Por mérito dos «conselheiros», a Pirâmide, apresentou colaboração literária notável. Entre outros, Antonin Artaud, «O Teatro e a Ciência» ; António Maria Lisboa, «Aviso a Tempo por Causa do Tempo»; Mário Cesariny de Vasconcelos, «Mensagem e Ilusão do Acontecimento Surrealista»; Herberto Hélder, «Poema»; Luiz Pacheco, «O Surrealismo e Sátira» e «A Pirâmide e a Crítica» ; Pedro Oom, «Um Ontem Cão»; Raul Leal, «Psaume»; Virgílio Martinho, «A Propósito do Movimento 57» Apresentou ainda colaboração literária inédita de Alfredo Margarido, Ángel Crespo, Manuel de Castro, Edmundo Bettencourt e de Ernesto Sampaio, bem como reproduções de obras de Amadeo de Souza-Cardoso e Manuel D’Assumpção. Eu colaborei com uma colagem no número 2 e, no número 3, com uma «Carta aos Ladrões de Fogo».
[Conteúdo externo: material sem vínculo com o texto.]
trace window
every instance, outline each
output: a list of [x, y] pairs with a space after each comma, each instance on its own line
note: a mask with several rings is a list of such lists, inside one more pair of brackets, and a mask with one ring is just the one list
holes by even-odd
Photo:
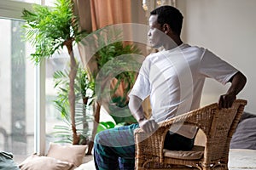
[[34, 150], [34, 66], [22, 25], [0, 19], [0, 150], [12, 152], [17, 162]]

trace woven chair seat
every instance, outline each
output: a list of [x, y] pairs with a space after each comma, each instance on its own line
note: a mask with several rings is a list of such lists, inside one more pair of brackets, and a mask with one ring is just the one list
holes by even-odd
[[[229, 109], [211, 104], [159, 123], [149, 136], [141, 128], [135, 129], [136, 169], [228, 170], [230, 140], [246, 105], [244, 99], [236, 99]], [[165, 150], [167, 132], [180, 123], [202, 131], [204, 147], [194, 146], [189, 151]]]
[[183, 160], [198, 160], [204, 155], [205, 147], [195, 145], [191, 150], [169, 150], [164, 149], [163, 153], [165, 157], [172, 157]]

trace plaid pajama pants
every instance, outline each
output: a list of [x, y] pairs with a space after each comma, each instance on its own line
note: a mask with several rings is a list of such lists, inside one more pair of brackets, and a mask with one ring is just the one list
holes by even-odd
[[[97, 133], [94, 144], [94, 161], [97, 170], [134, 170], [135, 141], [133, 131], [138, 124], [108, 129]], [[194, 139], [167, 133], [165, 148], [189, 150]]]

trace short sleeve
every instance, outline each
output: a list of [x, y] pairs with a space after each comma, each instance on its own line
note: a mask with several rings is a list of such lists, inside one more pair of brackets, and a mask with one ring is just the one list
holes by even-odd
[[207, 77], [214, 78], [225, 84], [238, 72], [238, 70], [206, 49], [201, 58], [200, 72]]
[[150, 62], [146, 58], [142, 65], [135, 84], [129, 94], [129, 97], [135, 95], [144, 100], [150, 94], [149, 69]]

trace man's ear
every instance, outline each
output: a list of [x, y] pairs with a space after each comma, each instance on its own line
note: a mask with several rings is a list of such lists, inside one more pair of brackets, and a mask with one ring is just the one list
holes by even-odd
[[164, 24], [163, 26], [163, 31], [165, 34], [172, 33], [172, 30], [171, 29], [170, 26], [168, 24]]

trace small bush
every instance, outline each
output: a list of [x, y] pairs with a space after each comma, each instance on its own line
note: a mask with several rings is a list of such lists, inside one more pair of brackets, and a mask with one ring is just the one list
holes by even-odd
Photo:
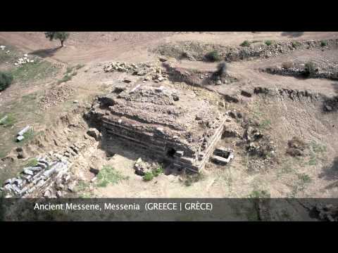
[[154, 174], [151, 172], [146, 172], [144, 176], [143, 176], [143, 180], [146, 181], [149, 181], [153, 180]]
[[73, 71], [73, 68], [74, 67], [70, 67], [70, 66], [67, 67], [67, 70], [65, 70], [65, 74], [70, 73]]
[[284, 70], [289, 70], [294, 67], [294, 63], [292, 62], [283, 63], [282, 63], [282, 67], [284, 68]]
[[9, 86], [12, 82], [12, 74], [0, 71], [0, 91]]
[[80, 70], [80, 68], [84, 67], [84, 64], [77, 64], [76, 66], [75, 66], [75, 68], [76, 70]]
[[108, 184], [118, 183], [122, 180], [127, 179], [127, 176], [123, 176], [120, 171], [114, 169], [110, 166], [104, 166], [97, 174], [97, 186], [99, 187], [106, 187]]
[[153, 171], [154, 176], [158, 176], [163, 173], [164, 173], [164, 169], [162, 167], [162, 166], [158, 167], [157, 169]]
[[293, 47], [296, 48], [296, 47], [298, 47], [299, 46], [301, 46], [301, 42], [299, 42], [299, 41], [292, 41], [292, 46]]
[[58, 81], [58, 84], [60, 84], [63, 82], [68, 82], [72, 79], [72, 75], [65, 74], [61, 79]]
[[266, 46], [270, 46], [273, 44], [273, 41], [267, 40], [264, 43], [265, 44]]
[[37, 158], [32, 158], [30, 159], [30, 160], [28, 160], [27, 162], [27, 163], [25, 164], [25, 167], [35, 167], [37, 165], [37, 162], [39, 161], [37, 160]]
[[208, 53], [205, 57], [207, 60], [211, 62], [215, 62], [222, 60], [222, 57], [220, 56], [220, 53], [217, 51], [213, 51]]
[[217, 70], [215, 74], [221, 77], [227, 73], [227, 64], [225, 62], [222, 62], [217, 65]]
[[254, 190], [249, 195], [251, 198], [270, 198], [270, 193], [265, 190]]
[[327, 45], [327, 41], [326, 40], [320, 41], [320, 46], [325, 46], [326, 45]]
[[244, 41], [241, 44], [241, 46], [250, 46], [250, 42], [247, 40]]
[[308, 62], [305, 64], [304, 74], [308, 77], [315, 72], [315, 64], [313, 62]]

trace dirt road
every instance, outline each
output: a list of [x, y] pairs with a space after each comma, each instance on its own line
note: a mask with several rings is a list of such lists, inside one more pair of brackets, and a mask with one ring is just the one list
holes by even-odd
[[72, 32], [66, 46], [49, 41], [43, 32], [1, 32], [0, 41], [67, 63], [88, 63], [106, 60], [134, 63], [151, 60], [148, 48], [163, 42], [196, 41], [225, 45], [239, 45], [244, 40], [324, 39], [338, 37], [335, 32]]

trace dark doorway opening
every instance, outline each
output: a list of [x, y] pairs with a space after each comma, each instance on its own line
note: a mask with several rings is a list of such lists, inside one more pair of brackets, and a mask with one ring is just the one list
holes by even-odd
[[169, 157], [173, 157], [176, 150], [175, 148], [170, 148], [167, 151], [167, 156]]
A crítica instalada não recebeu muito bem a revista. À direita. suspeitava-se que aqueles poemas estranhos e aqueles textos desconexos não podiam ser coisa boa. Pela esquerda, gente na sua maior parte, ligada ainda que só ideologicamente ao Partido Comunista, a recepção foi ainda pior. Havia velhas contas a ajustar com os surrealistas e a «Pirâmide» veio mesmo a calhar. João Gaspar Simões, um homem com quem podia não se concordar, mas que teve um papel extremamente positivo na divulgação da literatura portuguesa, nomeadamente de Fernando Pessoa que apenas era conhecido por uma elite, dedicou-nos uma crítica dura na sua página literária do Diário de Notícias. Mais incisivo foi António Ramos de Almeida que, no Jornal de Notícias, ia ao ponto de chamar a polícia ou alguém com um colete de forças.

Luiz Pacheco respondeu-lhes num vigoroso e satírico artigo publicado no número dois. Um dia destes, volto a este assunto.